Synthetic Starbucks Data Generator
This code simulates a week of Starbucks orders, creating realistic-looking data that you can use for testing your ETL pipeline. Here's what it does. It doesn't do it well, and I wonder if an LLM would generate better data via a prompt?!

7 days of orders from 5 AM to 10 PM
Realistic traffic patterns: More orders during morning rush (7-9 AM), lunch (11-2 PM), and evening (5-7 PM)
8 drink types with varying prep times and prices
Random toppings that add $0.50 each
Mobile vs in-store orders with different wait times

Each order includes:

Order timestamp
Drink type (Coffee, Latte, Frappuccino, etc.)
Toppings list
Total price
Prep time & wait time
Whether it was a mobile order

In [1]:
import random
from datetime import datetime, timedelta

# this function will 'simulate' a starbucks for a week, you can mod it if you'd like.

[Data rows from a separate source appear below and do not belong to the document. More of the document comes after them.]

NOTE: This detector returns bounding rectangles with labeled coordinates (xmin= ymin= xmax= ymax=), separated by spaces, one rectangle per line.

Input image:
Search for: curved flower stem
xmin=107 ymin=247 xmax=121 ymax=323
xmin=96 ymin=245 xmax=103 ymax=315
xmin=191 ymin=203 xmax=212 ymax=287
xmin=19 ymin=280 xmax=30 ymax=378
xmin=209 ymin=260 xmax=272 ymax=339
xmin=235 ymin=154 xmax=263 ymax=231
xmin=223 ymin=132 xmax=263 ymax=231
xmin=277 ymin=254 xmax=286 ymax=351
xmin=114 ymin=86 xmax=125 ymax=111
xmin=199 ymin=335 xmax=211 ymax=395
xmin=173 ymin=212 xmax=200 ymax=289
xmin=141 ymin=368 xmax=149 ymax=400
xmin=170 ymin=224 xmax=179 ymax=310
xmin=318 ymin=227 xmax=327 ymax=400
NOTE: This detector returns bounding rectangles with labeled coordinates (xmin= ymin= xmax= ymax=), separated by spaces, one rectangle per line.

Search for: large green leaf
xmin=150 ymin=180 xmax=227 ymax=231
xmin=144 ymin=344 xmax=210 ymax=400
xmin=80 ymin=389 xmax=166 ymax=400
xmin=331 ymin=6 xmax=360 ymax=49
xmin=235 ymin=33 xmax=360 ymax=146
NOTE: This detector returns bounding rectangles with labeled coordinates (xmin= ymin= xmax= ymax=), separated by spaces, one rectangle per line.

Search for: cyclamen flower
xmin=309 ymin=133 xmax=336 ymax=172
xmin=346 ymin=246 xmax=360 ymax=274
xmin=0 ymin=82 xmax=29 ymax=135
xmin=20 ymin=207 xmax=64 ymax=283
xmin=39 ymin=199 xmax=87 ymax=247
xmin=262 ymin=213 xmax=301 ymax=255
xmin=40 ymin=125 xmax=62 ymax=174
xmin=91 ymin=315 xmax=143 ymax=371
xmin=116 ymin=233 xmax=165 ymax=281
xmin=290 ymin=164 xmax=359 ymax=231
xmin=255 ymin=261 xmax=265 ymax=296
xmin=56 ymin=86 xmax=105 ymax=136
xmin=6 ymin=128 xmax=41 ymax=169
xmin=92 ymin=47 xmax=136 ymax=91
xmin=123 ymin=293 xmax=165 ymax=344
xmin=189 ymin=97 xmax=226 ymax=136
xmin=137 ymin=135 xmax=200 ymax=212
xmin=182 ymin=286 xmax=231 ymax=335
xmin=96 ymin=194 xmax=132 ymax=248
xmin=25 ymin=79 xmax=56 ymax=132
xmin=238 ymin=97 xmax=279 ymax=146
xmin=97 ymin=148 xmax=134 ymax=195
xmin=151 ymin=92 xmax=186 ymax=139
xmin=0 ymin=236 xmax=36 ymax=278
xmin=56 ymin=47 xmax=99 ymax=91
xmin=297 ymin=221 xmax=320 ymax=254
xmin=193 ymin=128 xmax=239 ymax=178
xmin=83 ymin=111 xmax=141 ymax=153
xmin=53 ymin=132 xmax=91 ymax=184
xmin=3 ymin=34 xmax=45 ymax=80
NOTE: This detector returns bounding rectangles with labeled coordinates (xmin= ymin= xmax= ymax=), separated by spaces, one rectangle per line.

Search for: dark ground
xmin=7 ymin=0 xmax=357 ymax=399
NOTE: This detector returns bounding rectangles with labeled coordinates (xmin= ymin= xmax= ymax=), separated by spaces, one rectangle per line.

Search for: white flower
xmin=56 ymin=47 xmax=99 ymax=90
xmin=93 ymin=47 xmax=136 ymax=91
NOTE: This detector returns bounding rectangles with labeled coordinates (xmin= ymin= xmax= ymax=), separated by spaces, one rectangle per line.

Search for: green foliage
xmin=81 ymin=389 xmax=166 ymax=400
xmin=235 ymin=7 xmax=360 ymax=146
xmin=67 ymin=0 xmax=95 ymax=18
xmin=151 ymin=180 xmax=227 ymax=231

It's extremely basic, but should hopefully generate some fun data to play with.
def simulate_starbucks(drink_types=None):
    if drink_types is None:
        drink_types = {
            'Coffee': {'prep_time': (1, 3), 'price': (2.5, 4.0)},
            'Latte': {'prep_time': (3, 5), 'price': (3.5, 5.0)},
            'Americano': {'prep_time': (2, 4), 'price': (3.0, 4.5)},
            'Cappuccino': {'prep_time': (3, 5), 'price': (3.5, 5.0)},
            'Mocha': {'prep_time': (4, 6), 'price': (4.0, 5.5)},
            'Espresso': {'prep_time': (1, 2), 'price': (2.0, 3.0)},
            'Tea': {'prep_time': (2, 4), 'price': (2.5, 4.0)},
            'Frappuccino': {'prep_time': (5, 8), 'price': (4.5, 6.5)},
        }

    toppings = ['Whipped Cream', 'Caramel Drizzle', 'Chocolate Syrup', 'Cinnamon', 'Vanilla Syrup']

    start_date = datetime(2024, 4, 1, 5, 0)  # Monday at 5:00 AM

    opening_time = 5  # 5:00 AM
    closing_time = 22  # 10:00 PM

    # we have peak order times, right?!
    morning_peak = (7, 9)
    lunch_peak = (11, 14)
    evening_peak = (17, 19)

    orders = []

    for day in range(7):  # you could pass in an argument for days if you'd like
        current_date = start_date + timedelta(days=day)
        current_time = current_date

        while current_time.hour < closing_time:
            # Determine the likelihood of an order based on the time of day
            if morning_peak[0] <= current_time.hour < morning_peak[1]:
                order_chance = 0.8
            elif lunch_peak[0] <= current_time.hour < lunch_peak[1]:
                order_chance = 0.6
            elif evening_peak[0] <= current_time.hour < evening_peak[1]:
                order_chance = 0.5
            else:
                order_chance = 0.3

            # Generate an order based on the calculated chance
            if random.random() < order_chance:
                # select it at random
                drink = random.choice(list(drink_types.keys()))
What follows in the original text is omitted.